Category Archives: Data

Book review: Building Machine Learning Systems with Python

April 22, 2014Books, Databooks, code, data, pythonFrank

I recently read the book Building Machine Learning Systems with Python by Willi Richert and Luis Pedro Coelho (disclaimer). Overall I think it is worth reading for someone who is already familiar with coding in python (and the numpy library) and is interested in using python machine learning libraries. I can’t recommended it as strongly for someone who is unfamiliar with python because the code in the book is often unpythonic (in my opinion), and the code available on the book’s website doesn’t match well with the code in the book and requires a fair bit of tweaking before you can actually run the examples.

I especially enjoyed exploring the gensim library, which is touched on in the book. I also liked the approach taken in the book of building and analyzing machine learning systems as an iterative process, exploring models and features to converge on a good solution.

One thing I think could improve the code in the book is better variable names.

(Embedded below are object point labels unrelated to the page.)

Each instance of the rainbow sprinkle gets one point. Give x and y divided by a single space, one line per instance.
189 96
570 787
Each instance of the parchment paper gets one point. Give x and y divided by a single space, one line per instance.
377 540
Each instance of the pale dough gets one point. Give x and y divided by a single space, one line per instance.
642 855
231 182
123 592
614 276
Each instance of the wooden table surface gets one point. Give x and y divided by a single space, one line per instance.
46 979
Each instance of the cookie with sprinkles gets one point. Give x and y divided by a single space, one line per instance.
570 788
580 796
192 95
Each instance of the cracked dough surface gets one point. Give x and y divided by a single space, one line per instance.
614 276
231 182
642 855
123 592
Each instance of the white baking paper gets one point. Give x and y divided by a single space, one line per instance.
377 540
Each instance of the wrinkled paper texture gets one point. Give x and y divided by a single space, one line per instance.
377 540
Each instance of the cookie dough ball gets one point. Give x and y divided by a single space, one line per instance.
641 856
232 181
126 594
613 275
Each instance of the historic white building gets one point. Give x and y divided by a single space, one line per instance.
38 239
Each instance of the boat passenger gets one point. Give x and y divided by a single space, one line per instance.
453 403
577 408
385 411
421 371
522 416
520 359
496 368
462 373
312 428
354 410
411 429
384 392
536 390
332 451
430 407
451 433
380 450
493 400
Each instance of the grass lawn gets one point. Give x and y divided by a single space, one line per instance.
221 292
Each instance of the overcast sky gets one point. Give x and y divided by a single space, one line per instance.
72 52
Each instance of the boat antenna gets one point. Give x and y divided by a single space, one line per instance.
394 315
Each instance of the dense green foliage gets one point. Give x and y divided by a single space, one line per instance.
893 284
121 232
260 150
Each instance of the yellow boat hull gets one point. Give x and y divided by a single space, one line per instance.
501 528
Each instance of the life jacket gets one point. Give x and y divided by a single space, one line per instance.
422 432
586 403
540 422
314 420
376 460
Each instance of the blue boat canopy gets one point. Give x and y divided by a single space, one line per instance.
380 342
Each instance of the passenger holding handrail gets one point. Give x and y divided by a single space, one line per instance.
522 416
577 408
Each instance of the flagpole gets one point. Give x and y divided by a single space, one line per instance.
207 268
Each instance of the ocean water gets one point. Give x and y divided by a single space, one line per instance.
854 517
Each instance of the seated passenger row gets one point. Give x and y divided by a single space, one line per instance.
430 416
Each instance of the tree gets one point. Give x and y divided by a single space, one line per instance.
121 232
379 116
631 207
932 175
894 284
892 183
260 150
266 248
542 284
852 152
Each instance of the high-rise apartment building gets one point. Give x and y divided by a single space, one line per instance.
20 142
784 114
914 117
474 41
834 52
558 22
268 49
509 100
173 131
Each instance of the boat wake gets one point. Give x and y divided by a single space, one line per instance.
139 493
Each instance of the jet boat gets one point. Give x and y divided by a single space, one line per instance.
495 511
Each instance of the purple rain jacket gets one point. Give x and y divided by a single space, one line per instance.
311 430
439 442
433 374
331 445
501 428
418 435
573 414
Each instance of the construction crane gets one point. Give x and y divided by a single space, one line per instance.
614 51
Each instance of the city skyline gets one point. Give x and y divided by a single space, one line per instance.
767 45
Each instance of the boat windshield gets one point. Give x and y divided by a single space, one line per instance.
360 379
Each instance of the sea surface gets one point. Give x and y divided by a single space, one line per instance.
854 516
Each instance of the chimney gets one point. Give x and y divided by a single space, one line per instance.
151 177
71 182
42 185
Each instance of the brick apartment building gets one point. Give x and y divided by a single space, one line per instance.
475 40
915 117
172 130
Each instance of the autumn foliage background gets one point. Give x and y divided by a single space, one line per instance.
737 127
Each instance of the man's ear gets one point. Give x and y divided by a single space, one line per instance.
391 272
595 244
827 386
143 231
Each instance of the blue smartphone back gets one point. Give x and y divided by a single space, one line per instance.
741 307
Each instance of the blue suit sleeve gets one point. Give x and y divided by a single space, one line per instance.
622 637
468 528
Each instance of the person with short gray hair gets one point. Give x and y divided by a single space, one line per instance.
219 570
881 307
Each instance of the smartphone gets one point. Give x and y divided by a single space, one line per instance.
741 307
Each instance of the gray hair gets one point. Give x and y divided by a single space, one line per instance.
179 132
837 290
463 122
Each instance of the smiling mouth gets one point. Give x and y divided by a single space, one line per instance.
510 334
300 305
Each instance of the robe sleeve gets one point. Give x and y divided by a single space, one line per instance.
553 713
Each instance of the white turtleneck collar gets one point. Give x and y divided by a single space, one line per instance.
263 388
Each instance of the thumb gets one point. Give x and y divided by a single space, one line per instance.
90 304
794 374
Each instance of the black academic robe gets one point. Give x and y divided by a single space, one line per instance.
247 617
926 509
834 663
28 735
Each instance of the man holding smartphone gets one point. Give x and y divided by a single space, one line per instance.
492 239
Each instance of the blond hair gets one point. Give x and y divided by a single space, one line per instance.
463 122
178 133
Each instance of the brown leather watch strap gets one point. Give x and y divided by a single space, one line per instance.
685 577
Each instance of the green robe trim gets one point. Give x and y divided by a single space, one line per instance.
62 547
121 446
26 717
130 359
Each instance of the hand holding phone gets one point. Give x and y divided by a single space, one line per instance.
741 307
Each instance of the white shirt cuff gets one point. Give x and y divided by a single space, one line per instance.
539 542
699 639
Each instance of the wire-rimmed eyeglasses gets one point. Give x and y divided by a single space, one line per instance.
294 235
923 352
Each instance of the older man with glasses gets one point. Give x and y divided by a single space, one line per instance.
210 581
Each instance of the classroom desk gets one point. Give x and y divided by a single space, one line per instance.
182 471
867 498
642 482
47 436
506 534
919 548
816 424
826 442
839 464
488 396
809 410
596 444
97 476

For example the following code is needlessly cryptic:

dense = np.zeros( (len(topics), 100), float)
for ti,t in enumerate(topics):
    for tj,v in t:
        dense[ti,tj] = v

There is also a blundering use of a list comprehension to reshape a numpy array:

x = np.array([[v] for v in x])

Using the built in reshape method is more memory efficient, easier to read, and 1,000 times faster:

In [25]: x.shape
Out[25]: (506L,)

In [26]: %timeit y = np.array([[v] for v in x])
100 loops, best of 3: 4.07 ms per loop

In [27]: %timeit y = x.reshape((x.size, 1)).copy()
100000 loops, best of 3: 4.09 µs per loop

Singular Value Decomposition

March 20, 2014Datacode, data, pythonFrank

In the Statistical Computing class I took last fall, a matrix decomposition called the singular value decomposition came up briefly as a way to classify similar objects. I wanted to learn more about it but I couldn’t find a resource that was exactly what I wanted, so I decided to create one. I wrote up two IPython Notebooks about singular value decomposition, one is an introduction to the concept and an example application to classifying research articles, the other deals with image compression. The notebooks are viewable at the links below. You can also download the code from these links:

Singular Value Decomposition and Applications

Singular Value Decomposition of an Image

Machine Learning Class

March 9, 2014Datacode, dataFrank

I recently started taking another online class, Machine Learning. Like the database class I took previously (blog entry) it is from Stanford. Unlike the database class, it is offered through coursera, a for-profit company co-founded by the Professor for the course, Andrew Ng. The for-profit aspect really came into focus when I got an email offering “Free $25 Promotional Code for Machine Learning Tutoring!”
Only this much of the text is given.